13.3 Observability(可观测):给 AI 装上飞机黑匣子 高级 ~$0.01
前置知识:7.1 Function Calling 基础
一个致命问题
上线 3 天后,用户反馈 AI 回答质量变差了。你打开代码,看了看配置,一切正常。然后……你不知道该怎么办了。
为什么需要它?(Problem)
"上线 3 天后,用户反馈 AI 回答质量变差了,但你不知道为什么。

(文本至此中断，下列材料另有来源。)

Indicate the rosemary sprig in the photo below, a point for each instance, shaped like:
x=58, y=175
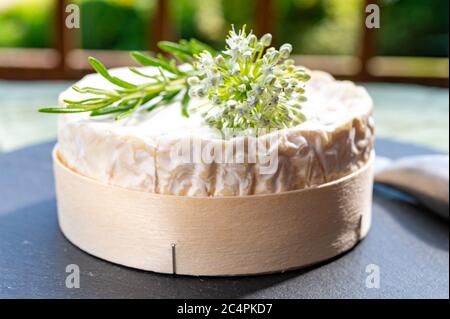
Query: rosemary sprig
x=160, y=90
x=248, y=85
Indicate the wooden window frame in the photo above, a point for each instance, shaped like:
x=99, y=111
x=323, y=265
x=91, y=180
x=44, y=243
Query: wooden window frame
x=65, y=61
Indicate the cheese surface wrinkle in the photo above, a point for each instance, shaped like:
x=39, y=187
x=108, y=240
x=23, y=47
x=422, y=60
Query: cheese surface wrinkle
x=138, y=152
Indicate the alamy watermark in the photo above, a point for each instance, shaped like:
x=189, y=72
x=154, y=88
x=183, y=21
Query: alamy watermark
x=73, y=16
x=374, y=276
x=73, y=277
x=373, y=17
x=231, y=147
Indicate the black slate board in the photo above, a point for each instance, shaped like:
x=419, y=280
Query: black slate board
x=407, y=242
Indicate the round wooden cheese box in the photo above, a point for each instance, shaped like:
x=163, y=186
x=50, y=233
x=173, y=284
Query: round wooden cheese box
x=214, y=236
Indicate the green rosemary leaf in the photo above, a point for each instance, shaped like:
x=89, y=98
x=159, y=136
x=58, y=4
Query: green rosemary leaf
x=111, y=110
x=185, y=104
x=101, y=69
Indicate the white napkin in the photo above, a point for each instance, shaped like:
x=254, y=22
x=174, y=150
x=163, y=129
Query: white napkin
x=424, y=177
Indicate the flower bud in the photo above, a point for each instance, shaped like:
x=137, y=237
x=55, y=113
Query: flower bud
x=285, y=50
x=252, y=40
x=193, y=80
x=219, y=60
x=266, y=39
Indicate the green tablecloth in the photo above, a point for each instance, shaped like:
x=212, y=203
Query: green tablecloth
x=408, y=113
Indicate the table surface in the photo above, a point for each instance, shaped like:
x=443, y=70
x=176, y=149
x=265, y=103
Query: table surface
x=408, y=243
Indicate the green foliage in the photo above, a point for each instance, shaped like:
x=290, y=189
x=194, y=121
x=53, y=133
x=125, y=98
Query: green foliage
x=420, y=26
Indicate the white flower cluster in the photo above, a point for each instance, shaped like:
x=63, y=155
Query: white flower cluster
x=249, y=84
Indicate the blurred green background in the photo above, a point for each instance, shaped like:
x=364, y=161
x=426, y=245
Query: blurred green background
x=409, y=27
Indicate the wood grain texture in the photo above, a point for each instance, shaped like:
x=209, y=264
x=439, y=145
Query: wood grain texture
x=214, y=236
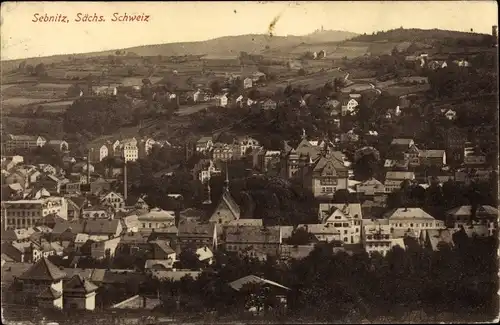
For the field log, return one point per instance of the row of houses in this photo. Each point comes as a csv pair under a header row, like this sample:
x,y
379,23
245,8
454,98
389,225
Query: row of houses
x,y
129,149
28,142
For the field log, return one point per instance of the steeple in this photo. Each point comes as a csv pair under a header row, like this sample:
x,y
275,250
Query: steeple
x,y
209,195
226,182
304,136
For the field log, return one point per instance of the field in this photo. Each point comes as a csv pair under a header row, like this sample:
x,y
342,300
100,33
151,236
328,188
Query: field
x,y
400,90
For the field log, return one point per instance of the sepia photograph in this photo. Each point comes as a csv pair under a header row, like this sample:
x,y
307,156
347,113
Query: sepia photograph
x,y
249,162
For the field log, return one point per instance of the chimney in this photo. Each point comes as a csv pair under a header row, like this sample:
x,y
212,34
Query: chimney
x,y
125,181
88,167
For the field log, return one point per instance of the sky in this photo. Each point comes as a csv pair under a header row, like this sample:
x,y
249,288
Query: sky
x,y
196,21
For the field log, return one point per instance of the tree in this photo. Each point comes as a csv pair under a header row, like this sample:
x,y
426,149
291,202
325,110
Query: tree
x,y
188,259
30,69
40,70
215,87
366,163
300,236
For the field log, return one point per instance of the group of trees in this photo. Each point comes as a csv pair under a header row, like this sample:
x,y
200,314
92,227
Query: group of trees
x,y
332,286
39,70
98,115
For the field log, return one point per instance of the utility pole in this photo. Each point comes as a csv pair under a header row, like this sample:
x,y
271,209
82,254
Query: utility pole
x,y
125,181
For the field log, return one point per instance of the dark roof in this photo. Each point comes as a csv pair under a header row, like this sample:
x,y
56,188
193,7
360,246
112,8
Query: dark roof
x,y
50,293
74,227
78,284
101,226
43,270
251,234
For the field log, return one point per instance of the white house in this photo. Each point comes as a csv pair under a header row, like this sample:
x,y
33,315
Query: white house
x,y
451,115
393,180
345,218
247,83
221,101
349,105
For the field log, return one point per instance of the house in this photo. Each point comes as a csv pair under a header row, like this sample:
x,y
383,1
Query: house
x,y
246,143
66,231
14,142
51,183
269,104
221,101
114,200
247,83
249,240
432,158
227,209
349,104
25,213
344,218
296,252
97,152
246,222
412,220
155,219
327,175
43,283
205,255
204,144
484,214
377,237
58,145
451,115
322,232
79,293
111,228
244,287
370,187
145,146
225,152
82,167
97,212
239,101
474,157
104,248
434,239
267,160
393,180
10,162
162,250
137,302
196,234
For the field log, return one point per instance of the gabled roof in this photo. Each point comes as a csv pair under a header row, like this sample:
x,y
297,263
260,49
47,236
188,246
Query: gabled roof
x,y
400,175
228,202
49,293
251,234
101,226
164,246
238,284
78,284
410,213
43,270
329,161
431,153
482,210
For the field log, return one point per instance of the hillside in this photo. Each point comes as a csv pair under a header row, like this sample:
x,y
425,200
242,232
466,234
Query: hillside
x,y
222,47
426,36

"
没有可观测性的 AI 应用就像飞机没有黑匣子——出事了才知道出事了,但不知道怎么出的事。
🎭 想象这个场景:
- 老板:为什么响应时间从 2 秒变成 10 秒了?
- 你:……我看看代码?(10 分钟后)代码没问题啊
- 老板:那为什么慢了?
- 你:……可能是模型变慢了?或者 API 限流?或者……
- 老板:你到底知不知道?
这就是没有监控的痛苦。
| 问题 | 症状 | 原因不明 |
|---|---|---|
| 响应变慢 | 用户等待时间从 2 秒增加到 10 秒 | 是模型变慢还是 API 限流? |
| 质量下降 | 用户投诉答案不准确 | 哪些问题出错了? |
| 成本暴涨 | 本月账单是上月 3 倍 | Token 消耗在哪里? |
| 错误率上升 | API 调用失败 | 是超时、限流还是模型错误? |
真实案例:
电商客服机器人的血泪史
某电商客服机器人上线后:
- 第 1 天:响应时间 2s,用户满意度 85%,团队庆祝
- 第 7 天:响应时间 8s,用户满意度 60%,开始紧张
- 第 14 天:发现某些用户的提问触发了超长上下文,单次成本 $0.50
问题:没有监控,问题发现太晚,已经烧了 $500。 教训:Observability 不是可选项,是救命稻草。
为什么 AI 应用特别需要可观测性?
传统应用:请求 → 响应(监控 HTTP 状态码、延迟就够了)
AI 应用:请求 → LLM(Token 消耗、上下文长度、质量评分、模型温度、缓存命中……)→ 响应
需要监控的维度更多、更复杂、更烧钱。
它是什么?(Concept)
Observability(可观测性) 是通过日志、指标、追踪理解 AI 应用运行状态的能力:
🛩️ 打个比方:
- Logs(日志):飞行日志,记录每一次操作
- Metrics(指标):仪表盘,显示速度、高度、油耗
- Traces(追踪):飞行轨迹,知道从哪飞到哪
三大支柱:
1. Logs(日志)
记录每次 LLM 调用的详细信息:
json
{
"timestamp": "2026-02-20T10:30:15Z",
"session_id": "sess_abc123",
"user_id": "user_456",
"model": "gpt-4.1-mini",
"prompt_tokens": 150,
"completion_tokens": 80,
"total_tokens": 230,
"latency_ms": 1250,
"cost_usd": 0.0012,
"input": "如何优化 SQL 查询?",
"output": "优化 SQL 查询的关键方法...",
"quality_score": 8.5,
"error": null
}2. Metrics(指标)
聚合统计信息:
| 指标类型 | 指标名称 | 用途 |
|---|---|---|
| 性能指标 | 平均响应时间、P95/P99 延迟 | 识别性能问题 |
| 成本指标 | Token 消耗总量、每日成本 | 控制预算 |
| 质量指标 | 平均质量评分、错误率 | 监控输出质量 |
| 用量指标 | 请求数、活跃用户数 | 了解使用情况 |
3. Traces(追踪)
追踪完整的调用链:
主流可观测工具:
1. LangSmith(推荐)
python
from langsmith import Client
from langsmith.run_helpers import traceable
client = Client()
@traceable(run_type="llm", project_name="my-app")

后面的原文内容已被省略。